Stephen Douthwaite 1,1
PMCID: PMC2951416  PMID: 20876111

Almost all antibiotics used in clinical medicine owe their origin to natural compounds. Discovery of these compounds has traditionally been driven by an outward-looking Saganesque conviction (somewhere, something incredible is waiting to be known) that broad screening of many hundreds of species of bacteria and fungi would unearth novel antimicrobials. Indisputably, this approach has yielded results. More than 200 species of free-living actinomycete bacteria have been shown to produce antimicrobial compounds. Many of these compounds have been of medical value, and their usefulness could be expanded by chemical tweaking to improve pharmacological properties. The discovery and development of antimicrobial drugs has, however, been an arduous and expensive process. For instance, the macrolide antibiotic erythromycin originates in the actinomycete Saccharopolyspora erythraea and has been derivatized by numerous pharmaceutical companies over the past 50 y to yield thousands of compounds (1); a few promising leads were then subjected to lengthy pharmacokinetics testing, toxicological studies, and clinical trials in preparation for the approval process. After finally entering the clinic, the lifespan of an antimicrobial drug might be short and risks being curtailed at any time by bacterial resistance. Such considerations have caused major drug companies to opt out of antimicrobial development (2), leaving medical science without an adequate flow of new antibiotics. The drug discovery process obviously needs streamlining but not at the expense of drug testing, safety, and approval. Two studies in PNAS (3, 4) indicate how the antimicrobial pipeline might be fed with likely drug candidates that target the bacterial ribosome.

Ribosomes are essential catalytic structures in all living cells and carry out the task of synthesizing new proteins. Key structural differences between bacterial and human ribosomes make it possible to direct therapy against the pathogen, and consequently, a large proportion of clinically approved antibiotics target the bacterial ribosome (5). Antibiotic use over recent years has exerted a strong selective pressure on bacteria, and resistance to all of the ribosome-targeting antibiotics has arisen in one bacterial pathogen or another (6); some pathogens now have such a comprehensive collection of resistance mechanisms that they have become virtually untreatable with antibiotics. The present challenge is to design novel compounds that inhibit new targets in bacteria or that are capable of side-stepping resistance mechanisms to reuse the old targets, and for this, atomic resolution structures of the drug targets are indispensable tools.

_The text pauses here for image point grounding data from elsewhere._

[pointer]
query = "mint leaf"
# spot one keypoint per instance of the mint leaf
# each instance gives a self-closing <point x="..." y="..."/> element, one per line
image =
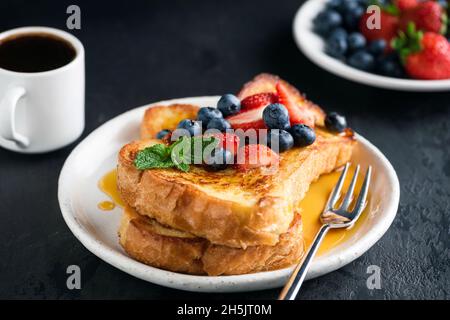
<point x="180" y="154"/>
<point x="156" y="156"/>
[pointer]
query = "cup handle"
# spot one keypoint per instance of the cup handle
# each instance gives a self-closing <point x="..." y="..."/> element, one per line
<point x="8" y="114"/>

The first atomic models of the ribosome structure were elucidated by X-ray crystallography about a decade ago (7). Since then, continual refinements have revealed the folding of the RNA and protein components within the two subunits of the ribosome and how they interact with each other, as well as with auxiliary factors and antimicrobials. A noteworthy milestone for this work was the award of the 2009 Nobel Prize in Chemistry (8) to three of four major researchers in the field. The history of ribosome research is, in fact, much older, stretching back to the era of microscopists, biochemists, and geneticists who determined the rough ribosome architecture, how antibiotics work, where they bind, and how resistance occurs (9). The rRNA was shown to be essential and the probable catalytic moiety in ribosomes (10), and antibiotics block protein synthesis by binding to specific rRNA nucleotides (11). Many actinomycete bacteria, including the erythromycin producer, avoid committing suicide during antibiotic production by protecting their own ribosomes through rRNA methylation (12), and this same mechanism has been picked up by many pathogenic bacteria (13). Methylation, or nucleotide mutation, can confer resistance to chemically dissimilar compounds, indicating that there is overlap between antibiotic sites (10, 12). The subsequent contribution of the crystallographers was to provide accurate tertiary structures that revealed the orientations and molecular contacts of antibiotics within these ribosomal binding sites.

Medical considerations would dictate a preference for structures of ribosomes from bacteria linked with diseases such as meningitis, septicemia, or tuberculosis; however, technical practicality led to the use of ribosomes that produce the best diffracting crystals. As a result, ribosomes were recruited from Deinococcus radiodurans (14), a radiation-resistant bacterium; Thermus thermophilus (15), a thermophilic bacterium that requires temperatures around 70 °C to grow optimally; and Haloarcula marismortui (16), an archaeon that is evolutionarily distant from bacteria as it is from humans. Despite the varied and nonpathogenic origins of these ribosomes, most of the antibiotic binding data have proved remarkably relevant and robust.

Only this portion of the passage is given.